Have a tornado preparedness plan for yourself and your family.  Decide upon the safest place to seek shelter in your home and design an evacuation plan with more than one exit.  Practice this plan a couple of times a year.

Take photos of your home and valuables. If a tornado causes damage to your home, you’ll want to show the before and after photos to substantiate your claim.


  • As soon as a tornado warning is issued, seek shelter immediately and tune in to your local radio station.  The general rule of thumb is to shelter yourself in an interior room (preferably a storm room, cellar, or basement) where there are NO windows or exterior doors.
  • If Indoors:

Get inside a safe room, basement, or storm shelter.  If you don’t have a basement or storm shelter, go to an interior room on the lowest level of the building you are in (restroom, hallway, pantry) where there are no windows.

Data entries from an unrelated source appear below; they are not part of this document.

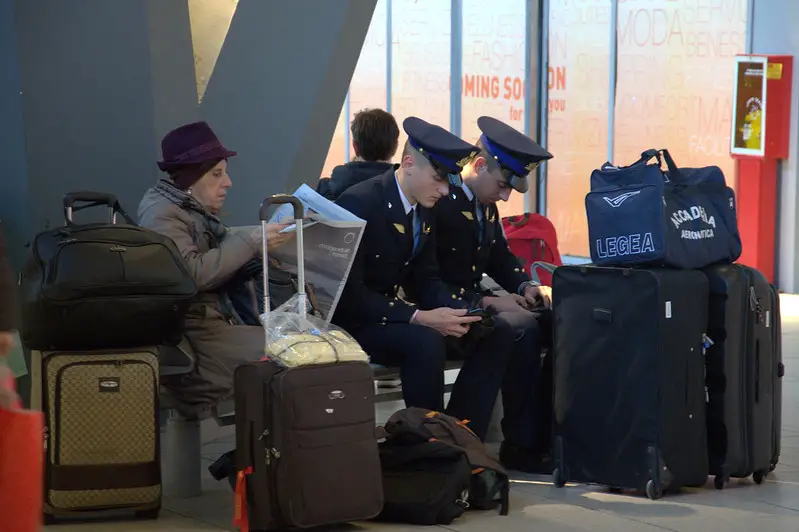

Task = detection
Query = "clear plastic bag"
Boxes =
[261,294,369,367]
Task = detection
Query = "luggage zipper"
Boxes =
[258,429,280,466]
[258,381,285,523]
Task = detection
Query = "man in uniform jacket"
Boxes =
[420,116,552,472]
[333,117,482,411]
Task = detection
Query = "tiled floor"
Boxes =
[48,296,799,532]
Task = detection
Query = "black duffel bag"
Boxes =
[585,150,741,270]
[20,192,197,350]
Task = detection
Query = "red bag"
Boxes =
[0,362,44,532]
[502,212,563,286]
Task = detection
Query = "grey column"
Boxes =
[201,0,377,224]
[0,0,30,268]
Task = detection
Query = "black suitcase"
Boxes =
[769,285,785,472]
[552,266,708,499]
[705,264,783,489]
[233,196,383,530]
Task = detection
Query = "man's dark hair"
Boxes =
[350,109,399,161]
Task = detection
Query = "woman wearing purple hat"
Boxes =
[138,122,291,417]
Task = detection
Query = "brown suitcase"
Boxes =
[234,196,383,530]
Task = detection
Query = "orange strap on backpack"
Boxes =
[233,467,252,532]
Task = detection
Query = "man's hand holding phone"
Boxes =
[411,307,483,338]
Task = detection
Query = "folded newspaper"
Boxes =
[269,184,366,325]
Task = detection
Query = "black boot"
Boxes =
[208,449,236,490]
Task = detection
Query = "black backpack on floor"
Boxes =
[376,437,472,525]
[380,408,510,524]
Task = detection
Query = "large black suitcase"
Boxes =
[552,266,708,499]
[705,264,783,489]
[19,192,197,351]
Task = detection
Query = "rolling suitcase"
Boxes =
[31,347,161,523]
[234,196,383,530]
[705,264,784,489]
[769,285,785,472]
[19,192,197,351]
[552,266,708,499]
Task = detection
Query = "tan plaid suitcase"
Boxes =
[31,347,161,523]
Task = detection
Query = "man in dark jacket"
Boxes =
[316,109,399,201]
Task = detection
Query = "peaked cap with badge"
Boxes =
[402,116,480,186]
[477,116,553,193]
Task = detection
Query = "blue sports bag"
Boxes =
[585,150,741,269]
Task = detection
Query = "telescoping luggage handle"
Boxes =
[64,192,136,225]
[258,194,307,347]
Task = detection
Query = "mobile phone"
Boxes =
[466,307,488,318]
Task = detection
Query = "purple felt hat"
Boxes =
[158,122,236,172]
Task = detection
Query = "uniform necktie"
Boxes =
[474,199,485,240]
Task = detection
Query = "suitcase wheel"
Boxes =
[552,467,566,488]
[646,480,663,501]
[136,507,161,521]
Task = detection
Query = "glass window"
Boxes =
[461,0,527,216]
[391,0,451,162]
[546,0,623,257]
[346,0,388,133]
[613,0,747,191]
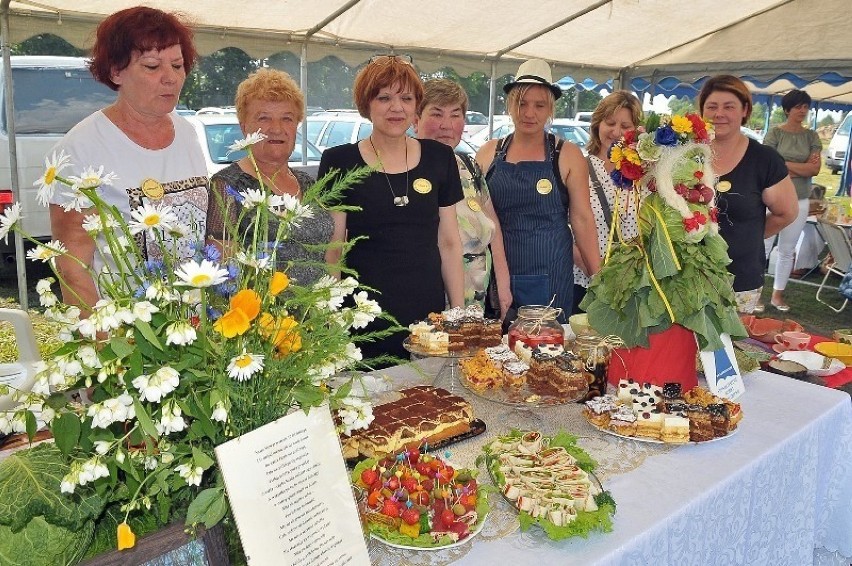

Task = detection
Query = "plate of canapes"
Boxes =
[583,379,743,444]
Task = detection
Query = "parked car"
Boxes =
[0,55,116,260]
[825,112,852,173]
[306,110,373,152]
[186,114,322,176]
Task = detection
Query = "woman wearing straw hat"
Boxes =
[476,59,600,322]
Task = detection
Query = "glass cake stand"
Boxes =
[402,338,476,395]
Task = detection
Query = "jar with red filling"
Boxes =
[509,305,565,350]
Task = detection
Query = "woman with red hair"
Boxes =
[49,6,208,313]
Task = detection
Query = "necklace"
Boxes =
[367,136,408,206]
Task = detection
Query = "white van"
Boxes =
[825,112,852,173]
[0,55,116,258]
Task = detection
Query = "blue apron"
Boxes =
[486,131,574,322]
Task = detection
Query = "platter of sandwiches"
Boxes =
[583,379,743,444]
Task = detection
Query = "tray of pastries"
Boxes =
[583,379,743,444]
[459,340,592,406]
[340,385,485,463]
[403,305,503,357]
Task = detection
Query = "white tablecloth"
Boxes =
[364,368,852,566]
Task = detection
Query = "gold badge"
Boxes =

Bring your pets with you if you are able to grab them in time.

Stay away from windows, exterior doors, and garage doors. These are some of the most vulnerable parts of a home and extremely dangerous.

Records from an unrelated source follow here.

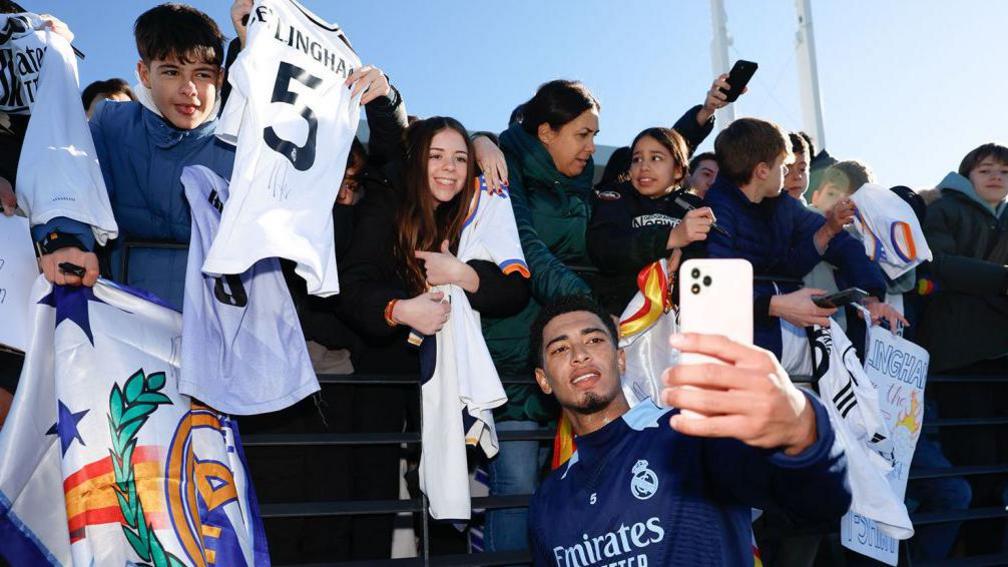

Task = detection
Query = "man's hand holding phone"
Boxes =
[661,333,817,455]
[770,288,837,327]
[38,246,98,288]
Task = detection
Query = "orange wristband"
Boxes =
[385,300,399,327]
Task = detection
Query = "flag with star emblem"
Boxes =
[0,277,269,567]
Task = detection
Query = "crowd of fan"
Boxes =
[0,1,1008,565]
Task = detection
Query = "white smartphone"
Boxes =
[678,258,753,418]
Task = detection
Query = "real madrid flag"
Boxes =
[0,277,269,567]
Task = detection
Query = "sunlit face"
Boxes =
[136,59,223,130]
[689,159,718,197]
[630,136,682,199]
[970,156,1008,207]
[762,151,790,198]
[538,108,599,178]
[427,128,469,205]
[85,93,130,120]
[535,311,626,415]
[336,162,364,206]
[784,153,808,200]
[812,182,850,213]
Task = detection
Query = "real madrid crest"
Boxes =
[630,459,658,500]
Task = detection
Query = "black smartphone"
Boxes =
[812,288,868,308]
[721,60,759,102]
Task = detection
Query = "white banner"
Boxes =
[841,326,929,565]
[0,215,38,352]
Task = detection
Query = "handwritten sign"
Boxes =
[840,327,930,565]
[0,216,38,352]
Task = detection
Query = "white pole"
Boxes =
[794,0,826,149]
[711,0,733,125]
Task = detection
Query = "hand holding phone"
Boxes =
[722,60,759,102]
[678,258,753,418]
[812,288,868,309]
[661,334,817,455]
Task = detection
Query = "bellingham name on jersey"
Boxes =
[249,6,354,79]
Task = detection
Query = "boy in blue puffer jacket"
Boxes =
[32,4,393,311]
[32,4,234,309]
[707,118,906,357]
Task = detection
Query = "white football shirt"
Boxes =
[178,165,319,416]
[14,28,119,245]
[0,12,45,114]
[203,0,360,297]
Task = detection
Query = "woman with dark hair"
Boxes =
[588,127,714,316]
[483,76,727,551]
[340,117,528,559]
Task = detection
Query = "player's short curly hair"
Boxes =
[530,296,620,368]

If possible, get under a heavy table or object to protect yourself from flying debris.

Crouch to the ground and cover your head and neck.  If you have a heavy blanket or fluffy pillow, use them to protect yourself.

If you are in a mobile home and have time during a tornado watch, find a safer structure to shelter in.  Mobile homes are extremely vulnerable to tornado damage.

  • If Outdoors:

             Seek shelter inside a sturdy building in a room without windows.

If you cannot get to a building, get as far away as possible from trees.

Lie down flat against the ground and if you are near a ditch, tuck yourself in it.

Protect your head and neck to prevent getting hit by flying debris.

  • In a car, bus, or truck:

Experts recommend that you do not try to outdrive a tornado, but if there’s a clear path in the opposite direction, make a break for it.

If surrounded by the thunderstorm, pull over immediately and take shelter in the nearest building.

If you cannot find a building, get away from the vehicle and lie flat on the ground or in a ditch where there are no trees. Protect your head and neck.

  • After the tornado passes:

If there is a lot of damage to your home, shut off the utilities and have a professional inspection prior to turning them back on.

Stay away from downed power lines- they may still be charged.

Do not walk in or near puddles and flooded areas.

Do not sift through the rubble without protective gear due to broken glass, debris, nails, metal scraps, etc.


  • Your tornado kit essentials should already be stored in the place wherever you plan to take shelter.
  • Purchase a NOAA weather radio which will give you the most current information.  If you don’t want a radio, you can download the app.
  • Have enough drinking water to keep everyone in your home hydrated for a minimum of 72 hours and as many as 14 or more days.  It’s not possible to tell how quickly emergency assistance will be able to restore water service.
  • There may not be a shortage of actual water but may be a shortage of drinking water so have a water purification kit.
  • Have enough canned, freeze dried, or other non-spoilable food to last 72 hours to over 14 days.  If you have cans, have a manual can opener.
  • Plasticware, including plates, cups, and cutlery.
  • Several large trash bags for cleanup and to keep items dry.
  • A first aid kit that includes supplies to treat minor wounds and keep larger wounds under control until help arrives.
  • Medication - prescriptions and meds to help ease pain and inflammation associated with the drop in atmospheric pressure.
  • Waterproof gear and clothing that includes heavy-duty waterproof boots, jackets, pants, and an extra set of warm clothes.
  • A headlamp or flashlight with extra batteries: A headlamp is convenient because it’s hand-free.
  • Heavy blankets and fluffy pillows: When you take cover, you’ll want to protect yourself with a heavy blanket or pillow in case debris falls on top of you.
  • Wet wipes are essential for quick sanitation when a shower is impossible.
  • Important documents in a sealed waterproof container.
  • Supplies for babies, elderly, and disabled who may be with you.  Remember to have a week’s supply of prescription medication and take into consideration dietary needs and such.
  • Pet food and extra water if you have a pet(s).